All characters have Attributes – scores or statistics that measure how weak or powerful that character is in various areas. Attributes are generally rated from 1 (pathetic) to 10 (superhuman), with a 3 being average for a human and a 5 being very good. The four Attributes every human has are Strength, Speed, Wits, and Will.
A GM should call for an Attribute Check whenever a character’s raw strength or endurance, pure dexterity or foot speed, intellect, perception, courage, or willpower are being tested. To make an Attribute Check, roll 2d6. If the result is equal to or less than the Attribute being tested, the character has succeeded. Obviously, the higher an Attribute is, the easier it is to succeed a Check of that Attribute.

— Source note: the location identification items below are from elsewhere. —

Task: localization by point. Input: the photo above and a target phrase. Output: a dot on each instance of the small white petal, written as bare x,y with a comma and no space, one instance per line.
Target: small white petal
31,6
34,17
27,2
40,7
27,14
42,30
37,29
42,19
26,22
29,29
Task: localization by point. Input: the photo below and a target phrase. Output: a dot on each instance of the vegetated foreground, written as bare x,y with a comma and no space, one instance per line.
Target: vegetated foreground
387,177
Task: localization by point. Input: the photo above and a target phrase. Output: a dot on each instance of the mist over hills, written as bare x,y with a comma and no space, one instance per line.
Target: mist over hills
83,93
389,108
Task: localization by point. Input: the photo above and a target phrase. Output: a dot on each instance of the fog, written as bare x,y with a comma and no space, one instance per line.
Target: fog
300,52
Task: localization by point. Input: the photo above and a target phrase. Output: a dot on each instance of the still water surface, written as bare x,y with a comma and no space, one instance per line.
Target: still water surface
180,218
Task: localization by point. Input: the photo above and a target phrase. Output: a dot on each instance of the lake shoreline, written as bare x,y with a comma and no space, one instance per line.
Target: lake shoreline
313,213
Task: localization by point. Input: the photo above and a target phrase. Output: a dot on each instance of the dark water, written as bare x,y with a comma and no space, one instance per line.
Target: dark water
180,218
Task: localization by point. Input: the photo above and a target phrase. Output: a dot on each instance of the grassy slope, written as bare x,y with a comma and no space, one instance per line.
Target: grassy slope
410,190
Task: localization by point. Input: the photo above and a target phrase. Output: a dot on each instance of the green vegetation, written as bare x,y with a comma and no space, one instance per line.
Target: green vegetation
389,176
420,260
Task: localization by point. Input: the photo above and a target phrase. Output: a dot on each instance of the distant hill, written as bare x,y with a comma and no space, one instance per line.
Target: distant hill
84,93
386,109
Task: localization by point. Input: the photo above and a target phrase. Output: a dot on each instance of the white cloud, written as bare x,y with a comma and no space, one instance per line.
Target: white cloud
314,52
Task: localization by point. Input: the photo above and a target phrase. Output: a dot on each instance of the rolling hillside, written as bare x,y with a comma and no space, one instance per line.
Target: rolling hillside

In general, whether or not a failed Attribute Check can be retried is up to the GM, and should be determined based on the situation. For example, if a character fails a Strength Check to break a padlock, the GM may choose not to allow the same character to try again, unless the lock becomes damaged, the player becomes stronger, or the player finds tools or a weapon that could conceivably make the task easier. Likewise, the time an Attribute Check takes is up to the GM. A successful Strength Check to open a stuck door may be resolved in a few in-game seconds or minutes, but a successful Strength Check to push a car to a destination could take several in-game hours.